After a week or so of intermittent rain we found the perfect window to burn our three-year-old brushpile. John and Milo are watching over some large old logs left from the Derecho wind damage as well as smaller twigs and woody garden debris that wasn’t suitable for the compost pile. At this time of year, many of the old leaves have blown or rotted away in the woods, making for safer conditions than earlier in the fall when it was so dry and the woodland floor was covered with flammable leaves. Mid-January is also a good time for the bonfire because no animals or birds have nested yet.  The potash left around the perimeter will go on as amendment to the vegetable garden.

A light dusting of snow heralded the waxing moon of January earlier in the month. Our winter has been very mild so far, with no ice or prolonged cold temperatures. Some people think this will encourage high insect populations this coming summer. I hope this wet month will help reduce the 6-7″ rain deficit we entered autumn with and set us up for a good spring flowering. Last year’s dogwoods, redbuds, azaleas, and other flowering woody plants were spectacular so it’s possible they will take a little rest after expending all that energy. We shall see.

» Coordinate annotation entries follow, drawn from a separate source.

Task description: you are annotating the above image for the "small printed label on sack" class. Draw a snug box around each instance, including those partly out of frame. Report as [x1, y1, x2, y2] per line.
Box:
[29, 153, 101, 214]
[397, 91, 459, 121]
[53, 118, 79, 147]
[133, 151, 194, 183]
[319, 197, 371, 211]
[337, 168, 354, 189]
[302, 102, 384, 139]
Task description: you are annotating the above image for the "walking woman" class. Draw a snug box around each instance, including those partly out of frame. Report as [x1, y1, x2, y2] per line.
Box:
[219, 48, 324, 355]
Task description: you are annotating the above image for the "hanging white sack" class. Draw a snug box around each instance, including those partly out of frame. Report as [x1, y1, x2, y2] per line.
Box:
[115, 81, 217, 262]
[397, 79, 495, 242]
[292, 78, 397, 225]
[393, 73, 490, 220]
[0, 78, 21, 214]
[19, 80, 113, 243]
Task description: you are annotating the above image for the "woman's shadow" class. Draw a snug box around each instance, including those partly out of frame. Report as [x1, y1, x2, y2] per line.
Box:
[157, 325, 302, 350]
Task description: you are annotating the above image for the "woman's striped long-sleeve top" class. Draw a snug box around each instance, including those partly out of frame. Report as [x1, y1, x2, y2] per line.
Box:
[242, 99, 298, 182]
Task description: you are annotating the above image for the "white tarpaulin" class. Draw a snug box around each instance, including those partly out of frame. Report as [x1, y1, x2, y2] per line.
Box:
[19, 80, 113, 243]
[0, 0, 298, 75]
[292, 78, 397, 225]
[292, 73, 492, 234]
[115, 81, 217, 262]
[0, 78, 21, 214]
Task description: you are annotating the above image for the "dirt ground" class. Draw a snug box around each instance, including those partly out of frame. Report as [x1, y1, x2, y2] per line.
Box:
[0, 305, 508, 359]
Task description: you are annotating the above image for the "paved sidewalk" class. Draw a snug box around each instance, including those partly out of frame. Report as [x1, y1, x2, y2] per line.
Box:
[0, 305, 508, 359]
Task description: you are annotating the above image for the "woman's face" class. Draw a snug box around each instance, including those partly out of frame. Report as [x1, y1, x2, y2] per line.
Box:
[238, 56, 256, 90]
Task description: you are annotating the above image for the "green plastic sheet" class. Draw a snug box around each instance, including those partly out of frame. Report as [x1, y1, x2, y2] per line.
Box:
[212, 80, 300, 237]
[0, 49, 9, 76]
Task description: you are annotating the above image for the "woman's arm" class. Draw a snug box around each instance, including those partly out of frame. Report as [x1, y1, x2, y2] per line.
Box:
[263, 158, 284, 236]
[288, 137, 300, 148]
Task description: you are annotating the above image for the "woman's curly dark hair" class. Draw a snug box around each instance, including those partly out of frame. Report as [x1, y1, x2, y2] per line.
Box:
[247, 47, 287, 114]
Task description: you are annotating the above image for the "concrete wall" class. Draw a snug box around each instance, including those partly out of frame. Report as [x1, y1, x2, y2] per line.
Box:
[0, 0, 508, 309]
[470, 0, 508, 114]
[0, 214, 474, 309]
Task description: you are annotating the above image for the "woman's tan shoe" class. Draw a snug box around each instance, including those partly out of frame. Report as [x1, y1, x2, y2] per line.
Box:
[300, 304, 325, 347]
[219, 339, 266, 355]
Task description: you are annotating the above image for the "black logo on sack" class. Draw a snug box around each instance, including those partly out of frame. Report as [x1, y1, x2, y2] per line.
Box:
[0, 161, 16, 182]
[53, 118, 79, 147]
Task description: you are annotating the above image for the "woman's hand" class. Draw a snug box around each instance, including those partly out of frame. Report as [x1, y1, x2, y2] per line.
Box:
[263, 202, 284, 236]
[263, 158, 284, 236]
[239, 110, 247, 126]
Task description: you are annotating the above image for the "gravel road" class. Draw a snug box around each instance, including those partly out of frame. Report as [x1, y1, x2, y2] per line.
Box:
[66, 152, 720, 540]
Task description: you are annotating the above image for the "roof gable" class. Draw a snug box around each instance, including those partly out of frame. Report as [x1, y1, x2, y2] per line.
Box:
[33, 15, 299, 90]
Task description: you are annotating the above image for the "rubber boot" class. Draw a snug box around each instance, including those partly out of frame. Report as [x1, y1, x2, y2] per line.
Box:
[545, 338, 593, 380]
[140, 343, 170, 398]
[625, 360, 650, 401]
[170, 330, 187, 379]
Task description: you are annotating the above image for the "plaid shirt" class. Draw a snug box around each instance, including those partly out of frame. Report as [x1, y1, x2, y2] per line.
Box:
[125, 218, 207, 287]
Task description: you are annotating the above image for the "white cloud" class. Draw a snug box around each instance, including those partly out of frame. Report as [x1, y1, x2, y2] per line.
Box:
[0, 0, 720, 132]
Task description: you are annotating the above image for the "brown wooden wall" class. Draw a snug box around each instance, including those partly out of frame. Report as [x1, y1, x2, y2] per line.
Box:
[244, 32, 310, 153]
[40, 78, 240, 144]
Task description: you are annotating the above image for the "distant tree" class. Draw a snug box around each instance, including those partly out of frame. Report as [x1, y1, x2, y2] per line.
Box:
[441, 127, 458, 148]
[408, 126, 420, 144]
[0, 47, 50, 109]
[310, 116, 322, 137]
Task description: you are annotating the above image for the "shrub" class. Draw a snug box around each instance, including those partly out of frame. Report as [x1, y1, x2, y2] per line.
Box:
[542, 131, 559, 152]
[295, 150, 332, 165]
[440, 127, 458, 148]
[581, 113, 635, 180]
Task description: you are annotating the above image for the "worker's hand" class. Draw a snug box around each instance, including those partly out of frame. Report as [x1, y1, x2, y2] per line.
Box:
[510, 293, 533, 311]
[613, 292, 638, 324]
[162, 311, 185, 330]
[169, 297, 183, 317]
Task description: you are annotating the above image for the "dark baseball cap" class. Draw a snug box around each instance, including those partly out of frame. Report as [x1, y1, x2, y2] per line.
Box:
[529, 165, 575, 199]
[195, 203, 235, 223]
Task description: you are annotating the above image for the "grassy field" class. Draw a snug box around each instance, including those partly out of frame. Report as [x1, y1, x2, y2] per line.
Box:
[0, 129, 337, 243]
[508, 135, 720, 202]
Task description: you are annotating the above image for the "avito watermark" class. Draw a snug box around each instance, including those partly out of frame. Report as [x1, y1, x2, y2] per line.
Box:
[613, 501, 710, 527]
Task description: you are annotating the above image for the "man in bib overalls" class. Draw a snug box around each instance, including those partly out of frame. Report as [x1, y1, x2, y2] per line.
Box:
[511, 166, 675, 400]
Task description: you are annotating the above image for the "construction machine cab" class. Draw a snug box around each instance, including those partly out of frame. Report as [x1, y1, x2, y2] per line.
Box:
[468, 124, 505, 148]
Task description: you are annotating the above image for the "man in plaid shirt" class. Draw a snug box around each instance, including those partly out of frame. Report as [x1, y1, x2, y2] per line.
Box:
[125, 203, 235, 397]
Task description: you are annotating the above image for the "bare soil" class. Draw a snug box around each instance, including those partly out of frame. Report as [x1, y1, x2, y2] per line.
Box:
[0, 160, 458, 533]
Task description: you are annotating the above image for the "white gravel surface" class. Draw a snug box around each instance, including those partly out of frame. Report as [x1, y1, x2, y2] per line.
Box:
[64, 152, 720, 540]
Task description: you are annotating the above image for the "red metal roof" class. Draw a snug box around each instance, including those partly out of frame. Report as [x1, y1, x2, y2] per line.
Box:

The concrete lions’ feet bench is a year old now. Its color suits the beech and fence and you can sit on it either way, contemplating the now nearly thirty year old tree (quite young for Fagus grandifolia) or turn around and look through the garden gates back toward the house and east meadow. It draws us out into the garden and makes a satisfying picture framed by the gates. The  buff gray bareness of winter always makes me appreciate the bones of the landscape even as I miss the verdant greens of spring.